User Identifier Candidate Comparison

The following table summarizes the comparisons of a list of candidate user identifiers.

Identifier Comments
username
  • Username is considered PII.
LMS user_id
  • anonymous (is not considered PII)
  • Segment (used for anlytics) recommends database IDs because they never change.
  • Availability across all services is almost, but not yet complete.
  • Auto-incremented id allows for possible information leakage of auth_user table and ties us down to implementation of the housing database.
email address
  • Is PII and modifiable by the user.
anonymous user_id
  • anonymous (is not considered PII)
  • It is currently constructed by hashing the user’s LMS user_id with the Django server’s SECRET_KEY value. This value would change when the SECRET_KEY is rotated.
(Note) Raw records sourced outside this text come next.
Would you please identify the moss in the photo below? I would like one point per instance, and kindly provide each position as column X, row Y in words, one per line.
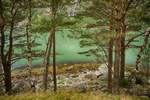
column 71, row 96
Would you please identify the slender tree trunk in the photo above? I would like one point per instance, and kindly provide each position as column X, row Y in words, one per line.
column 6, row 58
column 7, row 79
column 110, row 59
column 47, row 62
column 29, row 42
column 147, row 34
column 123, row 46
column 122, row 67
column 1, row 76
column 54, row 55
column 117, row 48
column 54, row 10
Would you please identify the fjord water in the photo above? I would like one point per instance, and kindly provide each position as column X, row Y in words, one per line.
column 67, row 50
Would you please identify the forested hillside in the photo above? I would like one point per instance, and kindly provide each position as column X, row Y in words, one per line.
column 69, row 47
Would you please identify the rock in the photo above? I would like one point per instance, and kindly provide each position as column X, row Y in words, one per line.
column 21, row 86
column 81, row 88
column 90, row 76
column 102, row 72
As noted above, the LMS user_id was selected for internal analytics events as the best match given the requirements. It continues to be the best match for the additional use cases of public events, REST APIs and JavaScript APIs.

Consequences

A consequence of the decision to use the LMS user_id as the unique user id is that some additional changes are needed to make the LMS user_id more globally available across all services:

  • The LMS OAuth Dispatch App will now include the LMS user_id in the JWTs (JSON Web Tokens) used as part of the Open edX Authentication upon request.
  • In order to keep the LMS user_id anonymous, there must not be any APIs or pages that expose the association between the LMS user_id and any of the user’s PII (e.g. username and full name) to unauthorized users.
  • Additionally, some further investment is required to make the LMS user_id available to all services for all users, like the Ecommerce Service.
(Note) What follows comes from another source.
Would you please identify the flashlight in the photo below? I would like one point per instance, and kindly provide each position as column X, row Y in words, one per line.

This decision is also a simple acknowledgement of our tie to the database implementation and its auto-incremented value, given its already pervasive usage.

The LMS user_id is also considered a safe and anonymous option for third-party integrations as described above. One example of a third-party integration where the LMS user_id can now safely be used is in the Realtime Events API, which has been updated with this clarification.

Note: The legacy implementations of LTI and the %%USER_ID%% keyword use what is called an “anonymous id”, but is no more “anonymous” than the LMS user_id from a PII perspective. They use an id made of a combination of user id and course id, which makes it impossible for a third party system to build a user model in its own system across courses, and limits the capabilities a third-party system might offer a user. For future LTI implementations, this decision simply states that the LMS user_id is an option unless these additional limitations are a requirement of the integration.

Rejected Alternative: a new UUID

If we were to try to eliminate the drawbacks of using an auto-incremented LMS user_id as our unique identifier, an alternative might be to introduce a new id, like a UUID (Universally Unique IDentifier).

However, the introduction of a new id has large costs:

  • Introducing a brand new id as the standard user identifier would mean starting from scratch regarding compliance. The effort to reach even the current level of compliance with use of the LMS user_id throughout the Open edX system would be large.
  • Data analytics is one area where, even though we don’t have 100% compliance with use of the LMS user_id, we have enough compliance to make the data useful. Switching the user identifier for data analytics would require a large coordinated effort that would be difficult for data scientists with no benefit to them.
  • Adding another user id without being able to retire an old id also has the drawback of making the system less approachable, as each developer tries to learn which id to use in which situation.